Way too many reads, so let’s recreate the index and include dateremoved:

CREATE INDEX IX_datecreated ON deliverypackage (datecreated) INCLUDE (quantity, dateremoved)

WITH (DROP_EXISTING = ON, PAD_INDEX = OFF, STATISTICS_NORECOMPUTE = OFF, SORT_IN_TEMPDB = ON, IGNORE_DUP_KEY = OFF, ONLINE = ON, ALLOW_ROW_LOCKS = ON, ALLOW_PAGE_LOCKS = ON, DATA_COMPRESSION = PAGE) ON [OEN_ARCHIVE_DATA1]

— 90.266 MB MB on index

Now query again:

/*

SQL Server parse and compile time:

CPU time = 0 ms, elapsed time = 0 ms.

(17 row(s) affected)

Table ‘Worktable’. Scan count 0, logical reads 0, physical reads 0, read-ahead reads 0, lob logical reads 0, lob physical reads 0, lob read-ahead reads 0.

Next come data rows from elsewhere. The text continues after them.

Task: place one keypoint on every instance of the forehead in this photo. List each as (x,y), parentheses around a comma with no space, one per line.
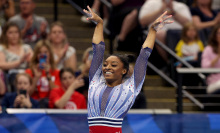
(23,78)
(113,59)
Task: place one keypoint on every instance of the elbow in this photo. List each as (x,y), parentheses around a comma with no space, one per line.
(143,23)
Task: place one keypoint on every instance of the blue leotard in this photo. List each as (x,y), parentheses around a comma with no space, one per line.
(107,106)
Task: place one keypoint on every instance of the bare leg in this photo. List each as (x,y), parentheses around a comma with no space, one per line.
(161,36)
(129,23)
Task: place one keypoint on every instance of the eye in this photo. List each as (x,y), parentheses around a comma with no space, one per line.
(114,65)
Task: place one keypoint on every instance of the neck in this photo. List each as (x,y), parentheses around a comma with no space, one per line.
(114,83)
(25,16)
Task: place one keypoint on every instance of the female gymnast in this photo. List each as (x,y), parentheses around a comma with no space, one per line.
(109,97)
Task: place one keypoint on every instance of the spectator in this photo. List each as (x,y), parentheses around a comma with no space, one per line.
(211,59)
(21,98)
(14,55)
(123,22)
(33,27)
(2,84)
(43,71)
(7,10)
(204,17)
(216,5)
(84,70)
(66,96)
(64,55)
(153,8)
(190,46)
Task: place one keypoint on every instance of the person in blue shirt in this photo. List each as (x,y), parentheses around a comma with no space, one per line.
(21,98)
(109,97)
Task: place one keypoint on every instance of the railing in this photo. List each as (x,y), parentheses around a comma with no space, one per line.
(181,89)
(159,72)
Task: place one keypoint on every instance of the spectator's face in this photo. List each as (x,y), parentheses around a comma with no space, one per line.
(13,35)
(27,7)
(57,35)
(218,36)
(23,83)
(113,69)
(44,51)
(191,33)
(67,79)
(205,2)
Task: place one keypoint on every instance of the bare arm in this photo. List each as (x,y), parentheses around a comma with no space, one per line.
(98,33)
(79,82)
(71,62)
(2,87)
(149,18)
(201,25)
(149,42)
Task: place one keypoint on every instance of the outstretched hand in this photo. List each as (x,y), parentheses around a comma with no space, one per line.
(161,21)
(92,15)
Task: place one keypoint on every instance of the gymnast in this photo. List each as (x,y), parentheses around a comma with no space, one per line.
(109,98)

Table ‘deliverypackage’. Scan count 1, logical reads 28, physical reads 0, read-ahead reads 0, lob logical reads 0, lob physical reads 0, lob read-ahead reads 0.

SQL Server Execution Times:

CPU time = 0 ms, elapsed time = 7 ms.

*/

Much better.

So what happens if I recreate the index with no compression instead?

CREATE INDEX IX_datecreated ON deliverypackage (datecreated) INCLUDE (quantity, dateremoved)

WITH (DROP_EXISTING = ON, PAD_INDEX = OFF, STATISTICS_NORECOMPUTE = OFF, SORT_IN_TEMPDB = ON, IGNORE_DUP_KEY = OFF, ONLINE = ON, ALLOW_ROW_LOCKS = ON, ALLOW_PAGE_LOCKS = ON, DATA_COMPRESSION = NONE) ON [OEN_ARCHIVE_DATA2]

— 125.820 MB MB MB on index

SELECT DATEPART(hour, dateremoved) as hour, SUM(quantity) as quantity

FROM deliverypackage where datecreated >= ‘9/13/2010’ AND datecreated < ‘9/14/2010’

GROUP BY DATEPART(hour, dateremoved)

ORDER BY 1

/*

SQL Server parse and compile time:

CPU time = 0 ms, elapsed time = 3 ms.

(17 row(s) affected)

Table ‘Worktable’. Scan count 0, logical reads 0, physical reads 0, read-ahead reads 0, lob logical reads 0, lob physical reads 0, lob read-ahead reads 0.

Table ‘deliverypackage’. Scan count 1, logical reads 37, physical reads 0, read-ahead reads 0, lob logical reads 0, lob physical reads 0, lob read-ahead reads 0.

SQL Server Execution Times:

CPU time = 0 ms, elapsed time = 4 ms.

*/

37 reads instead of 24 but the elapsed time is 4 ms. instead of 7 ms.

What I can infer from this small test is that compression allows us to reduce the amount of I/O at the expense of CPU cycles. Also, there is a huge difference when an index is tuned to satisfy a query without needing to look back at the row.